“EL DEBATE QUE SE ABRE NOS PERMITIRÁ SABER DÓNDE ESTAMOS PARADOS”
El reconocido penalista rosarino Daniel Erbetta, ex decano de la Facultad de Derecho de Rosario, se refirió esta mañana a la polémica presentación realizada ayer por la comisión de juristas, en la que se pone en discusión una reforma al Código Penal que incluye puntos fuertes como la despenalización del aborto, de la tenencia de marihuana y de la eutanasia, entre otros.

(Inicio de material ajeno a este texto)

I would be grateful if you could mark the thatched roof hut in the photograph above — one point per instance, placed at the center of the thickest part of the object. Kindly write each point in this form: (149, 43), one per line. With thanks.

Erbetta comenzó advirtió que esta comisión fue designada hace un año y medio, por lo cual no se debe concluir que las reformas propuestas no hayan sido discutidas en profundidad. Además, el especialista destacó que esta es la primera vez que se pone en discusión la totalidad de las normas penales vigentes en el país. “Lo que se ha realizado es poner en debate no sólo el Código Penal sino también las más de 60 leyes especiales que están dispersas en distintos estatutos”. Esto permitirá, según explicó Erbetta, condensar en un cuerpo único todas las normas penales que rigen la vida de todos los argentinos.
El abogado agregó que los cambios propuestas no se agotan en los tres puntos más polémicos –las reformas a la legislación sobre el aborto, la eutanasia y la tenencia de drogas para uso personal–, sino que incluyen “modificaciones sustanciales al sistema de penas y de respuestas punitivas, al criterio de imputación, a los delitos de lesa humanidad y a los delitos contra los trabajadores”, entre otras.
Para Erbetta, la propuesta de la comisión de juristas va a dar lugar a una discusión seria “que nos permitirá saber dónde estamos parados”. Por ejemplo, en el caso de las modificaciones a las leyes que rigen el aborto, el especialista explicó que las excepciones contempladas hoy por el código han contemplado dos cuestiones: la constitucional y la de eficacia. “La constitucional –continuó– tiene que ver con que se quieren evitar las muertes de las madres; la de eficacia tiene que ver con que los abortos clandestinos constituyen la principal causa de muerte para las mujeres, pero sólo para las de determinada clase social; para otros sectores sociales, los centros privados garantizan total impunidad”.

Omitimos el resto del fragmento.